就當伍悅以為必死無疑的時候,頭頂上空傳來一聲清脆響亮的鳥類鳴叫,緊跟著一股力道強勁凜冽的氣流硬生生把激噴而出的毒粉吹了回去。紅色的粉末一點沒浪費的粘到鬼頭的臉上,竟把那張粗糙的厚皮腐蝕出無數大小不一的血泡,頃刻間便流出惡臭的黃水。
鬼頭猛地向後仰倒,發出一陣陣淒厲的叫聲。它徒勞的甩著臉,妄圖擺脫這些腐肌蝕骨的毒粉。
伍悅被這個突如其來的變化嚇了一跳,尤其是在見識了毒粉的厲害後,更是感到一陣心驚膽寒,如果這東西噴到自己的臉上,後果一定不堪設想!別說毀容,恐怕骨頭都要被燒化了。他趕忙抬頭往上觀瞧,想看看是誰在這千鈞一發的生死關頭救了他的性命。
一隻白色的大鳥拖著華麗的長尾羽從夜空中疾飛下來,周身散發著淡淡的迷人的銀色光芒。它高聲鳴叫著,落在伍悅旁邊的燈柱上,如王者般居高臨下的蔑視著鬼頭。
鬼頭一見這隻鳥,竟如同看到天敵一般,縮成一團瑟瑟發抖。白色大鳥的眼中露出鄙視的神情,呼的張開翅膀對著鬼頭的眼睛琢去。

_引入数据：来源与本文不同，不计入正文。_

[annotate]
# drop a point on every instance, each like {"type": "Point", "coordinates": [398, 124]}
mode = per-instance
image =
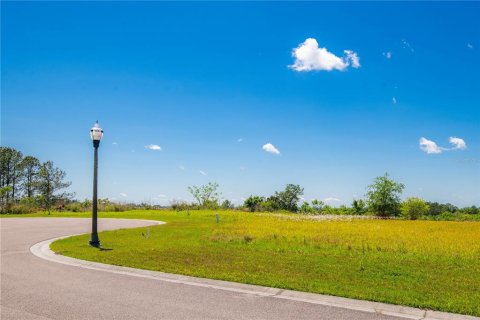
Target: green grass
{"type": "Point", "coordinates": [426, 264]}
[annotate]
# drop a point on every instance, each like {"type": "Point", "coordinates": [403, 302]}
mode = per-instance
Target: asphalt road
{"type": "Point", "coordinates": [33, 288]}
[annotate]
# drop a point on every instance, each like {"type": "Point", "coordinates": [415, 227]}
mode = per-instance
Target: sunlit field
{"type": "Point", "coordinates": [427, 264]}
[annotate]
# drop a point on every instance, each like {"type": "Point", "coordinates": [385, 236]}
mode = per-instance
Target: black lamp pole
{"type": "Point", "coordinates": [96, 133]}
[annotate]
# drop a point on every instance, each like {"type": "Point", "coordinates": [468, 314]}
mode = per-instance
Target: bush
{"type": "Point", "coordinates": [413, 208]}
{"type": "Point", "coordinates": [20, 209]}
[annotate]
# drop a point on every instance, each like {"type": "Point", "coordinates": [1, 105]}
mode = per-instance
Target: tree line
{"type": "Point", "coordinates": [382, 199]}
{"type": "Point", "coordinates": [27, 184]}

豈料鬼頭大叫一聲,突然對著衝自己撲來的大鳥噴出一股火焰。紅色的火苗瞬間便將大鳥吞沒,它渾身的羽毛都燒著了,頓時發出一陣尖厲的慘叫聲,便就地翻滾起來。鬼頭見一招得手,又對著大鳥連連噴出幾股毒煙。
白鳥身上起火,又被毒煙噴中,痛苦的連連打滾,撲騰著翅膀拚命的掙扎。情況急轉直下,伍悅驚得目瞪口呆,眼見著幾秒鍾的時間裡,剛剛救了自己性命的大鳥就要命喪鬼頭之手,他匆忙甩掉外衣,試圖幫它撲滅身上的火焰。
誰知白鳥雖然傷勢嚴重,但是卻在地上狂撲亂跳,豁出命一般要去抓鬼頭的眼睛。鬼頭一邊飄忽著躲閃,一邊奮力噴出毒煙和火焰。伍悅只能在一邊乾著急,卻根本無法靠近白色大鳥。

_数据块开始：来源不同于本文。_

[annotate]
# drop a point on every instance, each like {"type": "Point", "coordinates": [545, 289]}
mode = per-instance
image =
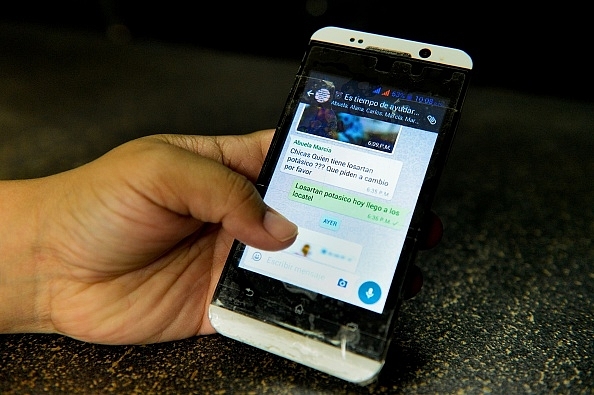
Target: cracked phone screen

又折騰了好一陣,大鳥的動作終於越來越緩慢無力了,鬼頭也幾乎噴不出任何東西來。 伍悅趕忙趁機把外衣撲到白鳥的身上,幫它熄滅了身上的火焰。
被外衣蓋住的大鳥趴在地上不停的撲楞著翅膀,就在伍悅俯身想要抱起它的時候,奇怪的現象發生了。
本來還在衣服下面翻滾撲騰的大鳥,竟像空氣一般消失了!
“咦?!”伍悅大吃一驚,急急的把衣服掀開一看,只有一根羽毛靜靜的躺在地上。這根白色的羽毛毫無燒傷痕跡,在羽毛的邊緣還閃著迷人的金色光澤。
伍悅茫然的把羽毛撿起來,在路燈昏暗的光線下反覆的端詳。難道那隻鳥被燒沒了?只剩下這一根羽毛?不應該啊,就算燒死,也應該有屍體,或者剩下點其他的什麽吧!而且這根羽毛看上去毫無傷到的痕跡!這到底什麽情況啊!

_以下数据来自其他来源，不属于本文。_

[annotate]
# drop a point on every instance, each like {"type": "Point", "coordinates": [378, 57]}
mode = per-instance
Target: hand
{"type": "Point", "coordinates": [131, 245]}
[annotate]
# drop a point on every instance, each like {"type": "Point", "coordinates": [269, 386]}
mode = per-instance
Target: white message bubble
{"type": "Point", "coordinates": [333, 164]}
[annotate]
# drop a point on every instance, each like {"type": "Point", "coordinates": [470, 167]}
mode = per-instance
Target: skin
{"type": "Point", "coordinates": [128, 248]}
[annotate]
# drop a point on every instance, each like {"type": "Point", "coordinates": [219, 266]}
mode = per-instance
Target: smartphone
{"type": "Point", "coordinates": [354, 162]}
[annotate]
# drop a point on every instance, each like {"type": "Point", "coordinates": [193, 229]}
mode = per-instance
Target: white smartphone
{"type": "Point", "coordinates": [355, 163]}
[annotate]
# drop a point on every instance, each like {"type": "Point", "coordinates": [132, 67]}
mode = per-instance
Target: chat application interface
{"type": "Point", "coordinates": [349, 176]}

鬼頭漂浮著,似乎變得相當虛弱,眼眶中的火焰只剩下點弱弱的紅光。看到伍悅手中的鳥毛,鬼頭也顯得很是震驚不解,正當它想飄過來一探究竟的時候,頭頂一個清冷的聲音淡淡的道:
“你就這麽點能耐嗎?”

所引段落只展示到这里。